We consider the private set union (PSU) problem, where two parties each hold a private set of elements, and they want one of the parties (the receiver) to learn the union of the two sets and nothing else. Our protocols are targeted for the unbalanced case where the receiver's set size is larger than the sender's set size, with the goal of minimizing the costs for the sender both in terms of communication volume and local computation time.
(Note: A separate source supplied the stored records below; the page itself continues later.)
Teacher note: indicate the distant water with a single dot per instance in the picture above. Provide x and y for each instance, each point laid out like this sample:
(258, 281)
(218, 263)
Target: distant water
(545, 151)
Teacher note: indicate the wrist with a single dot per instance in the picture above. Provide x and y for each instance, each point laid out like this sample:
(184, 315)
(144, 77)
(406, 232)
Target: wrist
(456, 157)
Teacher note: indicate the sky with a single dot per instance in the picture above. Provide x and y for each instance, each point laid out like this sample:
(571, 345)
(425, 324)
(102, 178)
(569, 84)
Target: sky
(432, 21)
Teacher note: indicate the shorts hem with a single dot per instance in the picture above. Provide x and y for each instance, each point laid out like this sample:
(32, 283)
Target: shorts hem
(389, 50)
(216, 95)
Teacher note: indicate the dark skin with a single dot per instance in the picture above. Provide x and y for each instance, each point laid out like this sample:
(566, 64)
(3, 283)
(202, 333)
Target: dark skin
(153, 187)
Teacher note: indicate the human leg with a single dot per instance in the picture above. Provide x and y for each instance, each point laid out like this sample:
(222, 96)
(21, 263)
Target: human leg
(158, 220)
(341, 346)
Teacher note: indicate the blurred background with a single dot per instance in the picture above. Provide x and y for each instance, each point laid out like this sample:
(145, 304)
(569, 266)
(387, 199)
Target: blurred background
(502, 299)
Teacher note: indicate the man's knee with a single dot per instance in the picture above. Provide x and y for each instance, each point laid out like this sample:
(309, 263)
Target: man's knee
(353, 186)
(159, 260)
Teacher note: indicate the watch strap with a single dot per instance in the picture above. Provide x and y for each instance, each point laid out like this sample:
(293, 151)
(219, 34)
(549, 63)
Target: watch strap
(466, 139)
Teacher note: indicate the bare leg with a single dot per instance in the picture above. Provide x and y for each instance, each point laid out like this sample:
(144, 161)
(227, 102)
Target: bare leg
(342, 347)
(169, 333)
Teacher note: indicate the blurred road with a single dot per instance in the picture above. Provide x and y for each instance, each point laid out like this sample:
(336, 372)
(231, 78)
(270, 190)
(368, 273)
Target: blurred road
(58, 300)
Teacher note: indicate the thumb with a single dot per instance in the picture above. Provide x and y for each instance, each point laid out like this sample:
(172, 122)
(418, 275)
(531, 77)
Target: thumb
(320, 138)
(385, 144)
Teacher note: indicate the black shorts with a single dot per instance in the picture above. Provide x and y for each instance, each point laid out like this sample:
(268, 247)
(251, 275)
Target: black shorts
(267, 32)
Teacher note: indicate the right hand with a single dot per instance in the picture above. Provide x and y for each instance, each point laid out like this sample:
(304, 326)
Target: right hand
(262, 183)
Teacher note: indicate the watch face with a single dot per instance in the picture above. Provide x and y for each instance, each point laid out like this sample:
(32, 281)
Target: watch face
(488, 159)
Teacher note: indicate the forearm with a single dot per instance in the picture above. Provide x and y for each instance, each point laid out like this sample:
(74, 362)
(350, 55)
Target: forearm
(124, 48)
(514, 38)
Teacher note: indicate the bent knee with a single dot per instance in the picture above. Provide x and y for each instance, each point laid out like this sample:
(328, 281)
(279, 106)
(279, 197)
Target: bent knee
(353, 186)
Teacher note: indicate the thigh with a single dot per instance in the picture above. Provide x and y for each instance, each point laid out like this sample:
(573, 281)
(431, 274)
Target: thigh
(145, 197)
This setting is motivated by applications where the receiver has significantly more data (input set size) and computational resources than the sender which might be realized on a small, low-power device. Asymptotically, we achieve communication cost linear in the sender's (smaller) set size, and computation costs for sender and receiver which are nearly-linear in their respective set sizes. To our knowledge, ours is the first algorithm to achieve nearly-linear communication and computation for PSU in this unbalanced setting. Our protocols utilize fully homomorphic encryption (FHE) and, optionally, linearly homomorphic encryption (LHE) to perform the necessary computations while preserving privacy. The underlying computations are based on univariate polynomial arithmetic realized within homomorphic encryption, namely fast multiplication, modular reduction, and multi-point evaluation. These asymptotically fast HE polynomial arithmetic algorithms may be of independent interest.

翻译：我们研究私有集合并集（PSU）问题，其中双方各自持有一个私有元素集合，并希望其中一方（接收方）能够获知两个集合的并集且不泄露其他信息。我们的协议针对非平衡场景设计，即接收方集合规模大于发送方集合规模，旨在最小化发送方在通信量和本地计算时间两方面的开销。该场景的典型应用是接收方拥有显著更多数据（输入集合规模）和计算资源，而发送方可能部署在小型低功耗设备上。在渐近意义上，我们实现了与发送方（较小）集合规模呈线性关系的通信开销，以及发送方和接收方计算开销分别与其各自集合规模近似呈线性关系。据我们所知，我们的算法是首个在此类非平衡场景下为PSU实现近似线性通信与计算开销的方案。我们的协议利用全同态加密（FHE）及可选的线性同态加密（LHE）来执行必要计算并保护隐私。底层计算基于在同态加密中实现的单变量多项式运算，包括快速乘法、模约简和多点求值。这些渐近快速的多项式同态加密运算算法可能具有独立的研究价值。